“Plate discipline though is difficult to measure. Good plate discipline can mean swinging at the first pitch, fouling off the fifth, taking the tenth; it’s about hitting when it’s possible to do so and walking when not. If it’s possible to hit, a walk is a relative failure. Ultimately though, because information as to just how many juicy pitches players swing at and how many unhittable ones they take is non-existent, though walks are an imperfect measure, they will have to do.”
—John Hill writing for The Cub Reporter weblog in 2005
We’ve been digging into the data captured by MLBAM’s 2007 version of the Gameday application. With each passing week, we’re blessed with more data to slice and dice. At this point, we have almost 60,000 data points to analyze, encompassing 23.8 percent of all pitches thrown in the 2007 season. While the results of the analysis become more interesting with each passing day, we’re still dealing with a subset of a subset of one season. Most of the analysis you find here at Baseball Prospectus encompasses aggregate data stretching back over 40 years, and so the conclusions we reach and the trends we see here are necessarily more tentative. That said, we do have enough observations to generate some statistically significant results where it concerns overall trends.
Today we examine the topic of air density and ballparks, take a first crack at determining whether pitchers do indeed try to establish their fastball early in games, and provide the basic framework for taking a closer look at the often mystical topic of plate discipline.
Velocity and Break
The questions from readers regarding the columns of the last couple of weeks have been pouring in. Of particular interest was last week‘s chart that showed the average deceleration of pitches thrown with little spin at the nine ballparks at which the PITCHf/x system is operating. What the chart revealed was that there is apparently a fairly large difference in how much the ball decelerates on its way to the plate between Arlington on the low end (roughly eight percent) and San Diego at the high end (a little over 13 percent). That span equates to a difference in velocity of an impressive four miles per hour as the pitch reaches the plate.

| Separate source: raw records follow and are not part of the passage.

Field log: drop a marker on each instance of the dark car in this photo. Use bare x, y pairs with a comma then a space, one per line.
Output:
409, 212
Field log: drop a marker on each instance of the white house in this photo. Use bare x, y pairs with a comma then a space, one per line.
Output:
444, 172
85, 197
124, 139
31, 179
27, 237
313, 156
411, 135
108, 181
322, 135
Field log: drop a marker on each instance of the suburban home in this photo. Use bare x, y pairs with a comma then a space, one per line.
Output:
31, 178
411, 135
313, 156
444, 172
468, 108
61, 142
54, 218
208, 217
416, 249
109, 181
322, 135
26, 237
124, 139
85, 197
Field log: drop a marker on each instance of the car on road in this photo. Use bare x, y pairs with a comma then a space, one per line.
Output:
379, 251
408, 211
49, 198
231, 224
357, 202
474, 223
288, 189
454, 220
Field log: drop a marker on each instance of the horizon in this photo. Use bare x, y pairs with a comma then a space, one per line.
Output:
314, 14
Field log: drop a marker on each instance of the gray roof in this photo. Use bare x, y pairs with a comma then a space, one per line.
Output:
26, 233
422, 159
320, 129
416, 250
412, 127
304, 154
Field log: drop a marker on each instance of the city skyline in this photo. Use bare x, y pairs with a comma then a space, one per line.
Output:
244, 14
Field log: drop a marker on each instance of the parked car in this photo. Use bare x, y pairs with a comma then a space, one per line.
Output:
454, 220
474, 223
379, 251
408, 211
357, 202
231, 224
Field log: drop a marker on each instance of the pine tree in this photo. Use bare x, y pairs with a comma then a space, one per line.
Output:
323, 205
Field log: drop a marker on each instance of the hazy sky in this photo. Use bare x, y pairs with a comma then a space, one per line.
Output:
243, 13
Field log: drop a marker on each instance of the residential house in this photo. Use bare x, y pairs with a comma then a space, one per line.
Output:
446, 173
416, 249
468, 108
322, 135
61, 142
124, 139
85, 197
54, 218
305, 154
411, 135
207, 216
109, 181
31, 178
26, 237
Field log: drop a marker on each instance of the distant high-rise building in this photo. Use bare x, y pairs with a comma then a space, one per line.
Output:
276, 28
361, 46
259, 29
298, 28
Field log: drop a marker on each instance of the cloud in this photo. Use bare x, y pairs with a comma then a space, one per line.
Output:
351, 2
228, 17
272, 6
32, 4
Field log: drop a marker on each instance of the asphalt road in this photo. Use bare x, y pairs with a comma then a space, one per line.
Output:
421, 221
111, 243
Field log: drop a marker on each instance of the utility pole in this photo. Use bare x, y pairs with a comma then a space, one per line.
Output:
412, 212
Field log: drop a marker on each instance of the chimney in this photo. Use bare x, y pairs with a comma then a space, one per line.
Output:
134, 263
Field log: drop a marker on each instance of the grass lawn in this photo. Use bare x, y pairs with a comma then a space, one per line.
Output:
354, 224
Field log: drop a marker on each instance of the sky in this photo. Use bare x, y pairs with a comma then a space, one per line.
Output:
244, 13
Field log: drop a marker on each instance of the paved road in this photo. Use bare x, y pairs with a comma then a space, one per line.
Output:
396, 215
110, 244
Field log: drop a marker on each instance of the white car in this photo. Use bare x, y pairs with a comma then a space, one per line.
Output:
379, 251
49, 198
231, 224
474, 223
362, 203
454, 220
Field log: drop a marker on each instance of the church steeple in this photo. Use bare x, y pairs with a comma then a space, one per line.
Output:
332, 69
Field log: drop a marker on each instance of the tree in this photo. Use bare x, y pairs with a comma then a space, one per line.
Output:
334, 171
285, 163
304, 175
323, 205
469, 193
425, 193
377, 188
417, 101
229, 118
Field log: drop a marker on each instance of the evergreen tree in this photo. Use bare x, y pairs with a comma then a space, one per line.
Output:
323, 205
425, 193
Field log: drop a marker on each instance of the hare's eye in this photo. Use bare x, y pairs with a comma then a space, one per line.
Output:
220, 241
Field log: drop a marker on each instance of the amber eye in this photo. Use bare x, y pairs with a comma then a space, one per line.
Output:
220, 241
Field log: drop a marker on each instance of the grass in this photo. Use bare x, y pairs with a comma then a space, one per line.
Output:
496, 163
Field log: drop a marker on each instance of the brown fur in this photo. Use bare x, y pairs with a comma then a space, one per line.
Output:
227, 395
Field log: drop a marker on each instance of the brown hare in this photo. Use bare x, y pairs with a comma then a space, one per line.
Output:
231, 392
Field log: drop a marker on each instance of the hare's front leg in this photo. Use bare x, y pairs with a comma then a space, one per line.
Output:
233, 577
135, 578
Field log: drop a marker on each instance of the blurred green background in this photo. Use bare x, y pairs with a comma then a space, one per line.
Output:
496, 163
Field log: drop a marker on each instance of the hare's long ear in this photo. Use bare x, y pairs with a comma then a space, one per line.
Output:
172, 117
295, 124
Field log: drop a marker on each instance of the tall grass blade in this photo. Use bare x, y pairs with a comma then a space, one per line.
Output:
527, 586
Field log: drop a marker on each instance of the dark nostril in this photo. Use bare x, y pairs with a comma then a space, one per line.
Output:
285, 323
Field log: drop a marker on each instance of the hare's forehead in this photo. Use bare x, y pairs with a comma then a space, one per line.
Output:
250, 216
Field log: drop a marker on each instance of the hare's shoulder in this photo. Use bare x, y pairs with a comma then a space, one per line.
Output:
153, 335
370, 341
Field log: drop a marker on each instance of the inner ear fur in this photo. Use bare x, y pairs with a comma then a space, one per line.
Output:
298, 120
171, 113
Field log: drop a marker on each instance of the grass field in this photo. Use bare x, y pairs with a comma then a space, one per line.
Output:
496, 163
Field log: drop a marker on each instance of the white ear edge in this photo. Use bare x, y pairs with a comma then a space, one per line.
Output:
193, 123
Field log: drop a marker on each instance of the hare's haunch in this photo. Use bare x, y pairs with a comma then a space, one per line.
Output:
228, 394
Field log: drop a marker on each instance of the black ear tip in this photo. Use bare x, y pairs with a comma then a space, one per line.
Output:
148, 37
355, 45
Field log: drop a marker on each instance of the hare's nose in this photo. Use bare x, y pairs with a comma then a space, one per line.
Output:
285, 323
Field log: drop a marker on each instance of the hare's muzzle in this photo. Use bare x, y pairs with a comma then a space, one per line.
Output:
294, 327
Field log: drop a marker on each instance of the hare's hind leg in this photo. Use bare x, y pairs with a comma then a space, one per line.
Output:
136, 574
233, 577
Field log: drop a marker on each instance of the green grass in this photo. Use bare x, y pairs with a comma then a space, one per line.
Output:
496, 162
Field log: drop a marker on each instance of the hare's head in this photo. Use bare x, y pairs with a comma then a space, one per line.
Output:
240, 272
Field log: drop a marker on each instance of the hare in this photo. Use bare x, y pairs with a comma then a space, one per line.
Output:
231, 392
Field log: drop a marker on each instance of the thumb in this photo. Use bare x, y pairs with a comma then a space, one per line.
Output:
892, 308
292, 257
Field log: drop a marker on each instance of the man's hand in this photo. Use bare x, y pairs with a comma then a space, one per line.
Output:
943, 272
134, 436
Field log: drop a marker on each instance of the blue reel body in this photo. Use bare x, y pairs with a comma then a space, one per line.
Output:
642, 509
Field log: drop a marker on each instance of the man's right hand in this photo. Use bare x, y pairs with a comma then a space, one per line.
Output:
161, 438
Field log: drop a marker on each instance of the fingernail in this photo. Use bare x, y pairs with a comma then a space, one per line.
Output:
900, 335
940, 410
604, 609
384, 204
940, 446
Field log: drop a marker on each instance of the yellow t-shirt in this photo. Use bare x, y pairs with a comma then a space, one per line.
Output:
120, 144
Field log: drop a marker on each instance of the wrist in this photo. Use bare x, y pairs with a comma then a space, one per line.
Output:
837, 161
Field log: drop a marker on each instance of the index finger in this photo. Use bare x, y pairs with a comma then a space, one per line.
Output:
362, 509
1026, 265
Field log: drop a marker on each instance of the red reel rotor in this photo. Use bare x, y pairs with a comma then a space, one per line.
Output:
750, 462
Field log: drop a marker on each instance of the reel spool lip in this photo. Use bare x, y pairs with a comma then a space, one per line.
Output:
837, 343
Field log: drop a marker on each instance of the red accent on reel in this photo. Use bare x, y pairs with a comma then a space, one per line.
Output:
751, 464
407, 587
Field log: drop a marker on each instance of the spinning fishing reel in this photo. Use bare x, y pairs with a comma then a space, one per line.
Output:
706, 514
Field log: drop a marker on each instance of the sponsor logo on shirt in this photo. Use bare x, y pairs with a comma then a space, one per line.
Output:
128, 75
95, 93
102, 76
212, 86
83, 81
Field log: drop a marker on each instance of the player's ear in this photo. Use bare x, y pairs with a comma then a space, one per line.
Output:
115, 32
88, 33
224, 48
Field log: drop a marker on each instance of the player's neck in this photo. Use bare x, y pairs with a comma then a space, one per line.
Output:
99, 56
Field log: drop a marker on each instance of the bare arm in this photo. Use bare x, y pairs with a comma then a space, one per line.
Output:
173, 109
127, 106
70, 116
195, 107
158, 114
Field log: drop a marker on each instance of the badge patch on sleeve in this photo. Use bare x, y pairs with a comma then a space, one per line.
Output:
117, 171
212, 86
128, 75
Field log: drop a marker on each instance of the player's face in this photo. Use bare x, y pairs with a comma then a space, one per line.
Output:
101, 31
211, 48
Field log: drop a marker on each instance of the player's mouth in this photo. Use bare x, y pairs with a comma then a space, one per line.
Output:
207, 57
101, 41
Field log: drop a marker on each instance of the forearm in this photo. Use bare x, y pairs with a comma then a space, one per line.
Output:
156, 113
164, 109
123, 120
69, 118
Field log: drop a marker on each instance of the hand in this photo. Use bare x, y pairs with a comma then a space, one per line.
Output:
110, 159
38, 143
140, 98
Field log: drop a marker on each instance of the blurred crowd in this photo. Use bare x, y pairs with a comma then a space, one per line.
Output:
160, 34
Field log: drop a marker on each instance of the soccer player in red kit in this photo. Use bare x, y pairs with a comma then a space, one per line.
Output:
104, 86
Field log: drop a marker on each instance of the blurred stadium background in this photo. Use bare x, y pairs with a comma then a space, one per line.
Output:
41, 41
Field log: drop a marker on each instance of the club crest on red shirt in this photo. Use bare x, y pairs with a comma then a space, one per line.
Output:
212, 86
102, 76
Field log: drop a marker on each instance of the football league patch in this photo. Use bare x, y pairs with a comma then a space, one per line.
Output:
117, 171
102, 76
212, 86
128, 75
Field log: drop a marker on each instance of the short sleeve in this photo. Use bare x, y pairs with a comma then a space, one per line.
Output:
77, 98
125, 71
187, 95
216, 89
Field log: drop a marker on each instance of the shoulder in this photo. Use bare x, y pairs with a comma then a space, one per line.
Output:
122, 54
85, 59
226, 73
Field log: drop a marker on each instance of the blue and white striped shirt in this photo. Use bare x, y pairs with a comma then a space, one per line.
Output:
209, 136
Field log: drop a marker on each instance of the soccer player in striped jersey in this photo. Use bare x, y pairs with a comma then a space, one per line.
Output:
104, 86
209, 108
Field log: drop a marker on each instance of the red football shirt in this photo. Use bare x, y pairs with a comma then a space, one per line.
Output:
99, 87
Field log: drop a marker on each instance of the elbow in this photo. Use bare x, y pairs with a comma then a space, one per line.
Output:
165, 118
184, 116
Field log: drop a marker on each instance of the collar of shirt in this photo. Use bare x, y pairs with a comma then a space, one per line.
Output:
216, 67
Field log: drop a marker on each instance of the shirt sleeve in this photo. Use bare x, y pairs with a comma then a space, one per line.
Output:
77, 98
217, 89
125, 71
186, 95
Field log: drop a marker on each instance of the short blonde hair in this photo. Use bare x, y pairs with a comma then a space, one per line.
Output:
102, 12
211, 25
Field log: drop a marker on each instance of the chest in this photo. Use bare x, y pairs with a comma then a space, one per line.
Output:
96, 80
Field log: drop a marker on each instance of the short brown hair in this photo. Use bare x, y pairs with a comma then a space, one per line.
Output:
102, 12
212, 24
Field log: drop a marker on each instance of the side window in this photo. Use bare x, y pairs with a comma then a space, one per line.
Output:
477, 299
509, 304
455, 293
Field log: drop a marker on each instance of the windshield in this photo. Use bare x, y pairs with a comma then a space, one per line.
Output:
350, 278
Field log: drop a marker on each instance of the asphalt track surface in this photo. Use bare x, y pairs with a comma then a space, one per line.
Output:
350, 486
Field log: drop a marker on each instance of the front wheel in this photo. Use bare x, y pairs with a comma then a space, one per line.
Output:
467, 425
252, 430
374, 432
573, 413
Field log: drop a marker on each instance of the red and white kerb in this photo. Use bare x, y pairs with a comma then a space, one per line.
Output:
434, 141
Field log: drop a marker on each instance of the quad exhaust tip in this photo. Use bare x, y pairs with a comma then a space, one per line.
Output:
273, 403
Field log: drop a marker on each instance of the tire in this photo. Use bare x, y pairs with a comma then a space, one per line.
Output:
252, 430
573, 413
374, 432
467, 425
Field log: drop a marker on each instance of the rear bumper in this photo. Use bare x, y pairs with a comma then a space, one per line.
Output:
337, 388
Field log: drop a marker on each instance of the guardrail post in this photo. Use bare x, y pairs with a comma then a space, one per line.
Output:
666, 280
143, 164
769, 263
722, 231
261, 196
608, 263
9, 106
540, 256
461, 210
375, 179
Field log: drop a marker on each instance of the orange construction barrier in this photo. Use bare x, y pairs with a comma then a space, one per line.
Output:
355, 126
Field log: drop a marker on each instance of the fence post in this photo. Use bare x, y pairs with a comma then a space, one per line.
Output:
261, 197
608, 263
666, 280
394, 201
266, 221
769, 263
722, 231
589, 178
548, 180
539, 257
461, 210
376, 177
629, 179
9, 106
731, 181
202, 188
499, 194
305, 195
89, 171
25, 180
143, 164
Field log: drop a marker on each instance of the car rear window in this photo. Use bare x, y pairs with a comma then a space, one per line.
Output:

One would imagine that kind of discrepancy, if real, could clearly make a difference. Because there were lots of questions regarding whether the difference could really be that large, I looked at the starting times for all 859 games in my database, thereby allowing for a classification of each pitch by time of day.
To make this simple, we can break down the starting time of the game into afternoon and evening (I included as evening games those that started at 5 p.m. or later) and use the same criteria as in last week’s article looking only at pitches with a break length of less than 5.5 inches. All together that includes 18,288 pitches.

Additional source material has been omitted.